Algebraic Transformation Groups

代数变换群

• 批准号: 341744-2012
• 负责人: Kuttler, Jochen
• 金额: $ 1.09万
• 依托单位: University of Alberta
• 依托单位国家: 加拿大
• 项目类别: Discovery Grants Program - Individual
• 财政年份: 2015
• 资助国家: 加拿大
• 起止时间: 2015-01-01 至 2016-12-31
• 项目状态: 已结题
• 来源: https://www.nserc-crsng.gc.ca/ase-oro/Details-Detailles_eng.asp?id=572353
• 关键词: Algebraic; Transformation; Groups

In mathematics, the symmetries of an object or structure is captured by the group of symmetry transformations that preserve it. At an elementary level this starts with the rotations, translations, and combinations thereof, which preserve a wallpaper pattern. On a more advanced level this leads to the symmetry groups of crystals in chemistry, or of protein structures in biology, or for instance the requirements of special relativity that the laws of motion must be invariant under Lorentz transformations.
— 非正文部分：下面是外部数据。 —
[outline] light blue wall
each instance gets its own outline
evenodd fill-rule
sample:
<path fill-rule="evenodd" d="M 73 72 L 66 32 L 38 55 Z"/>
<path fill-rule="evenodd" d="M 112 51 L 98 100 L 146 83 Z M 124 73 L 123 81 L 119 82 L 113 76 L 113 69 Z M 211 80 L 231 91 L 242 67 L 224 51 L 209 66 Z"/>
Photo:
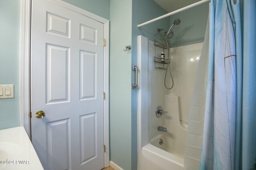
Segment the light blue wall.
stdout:
<path fill-rule="evenodd" d="M 132 63 L 137 64 L 137 37 L 143 35 L 151 41 L 154 41 L 158 28 L 167 29 L 170 25 L 170 19 L 166 18 L 140 28 L 137 25 L 167 13 L 167 12 L 153 0 L 133 0 L 132 1 Z M 134 79 L 133 71 L 132 82 Z M 137 169 L 137 90 L 132 91 L 132 169 Z"/>
<path fill-rule="evenodd" d="M 111 0 L 110 16 L 110 160 L 131 170 L 132 0 Z"/>
<path fill-rule="evenodd" d="M 14 98 L 0 99 L 0 129 L 20 125 L 20 0 L 0 0 L 0 84 L 14 84 Z"/>
<path fill-rule="evenodd" d="M 110 0 L 62 0 L 109 20 Z"/>
<path fill-rule="evenodd" d="M 209 3 L 205 3 L 170 16 L 171 24 L 176 18 L 181 20 L 180 24 L 173 28 L 171 47 L 204 42 L 208 12 Z"/>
In short, transformation groups (that is, very literally, groups of transformation that "act" on a geometric object) appear everywhere, and their understanding is crucial for many areas of mathematics and science in general. In this project, we study several aspects of this theory. In many applications one needs to understand sets of solutions of a system of polynomial equations, so called varieties. The most fundamental variety is arguably projective space which has in particular the property that it looks everywhere the same (for any two points there is a symmetry mapping one to the other). Homogeneous spaces are natural generalizations of this concept. Here we study varieties that are important at getting a better understanding of these. A second focus point is to study the rank of tensors. Loosely speaking, the rank of a tensor is a measure for its complexity and usually very hard to determine, but nevertheless important in actual applications, which range from algebraic statistics (in particular phylogenetics) to complexity theory. A final part concerns itself with invariant theory, a classical topic that has been important to the development of modern algebra.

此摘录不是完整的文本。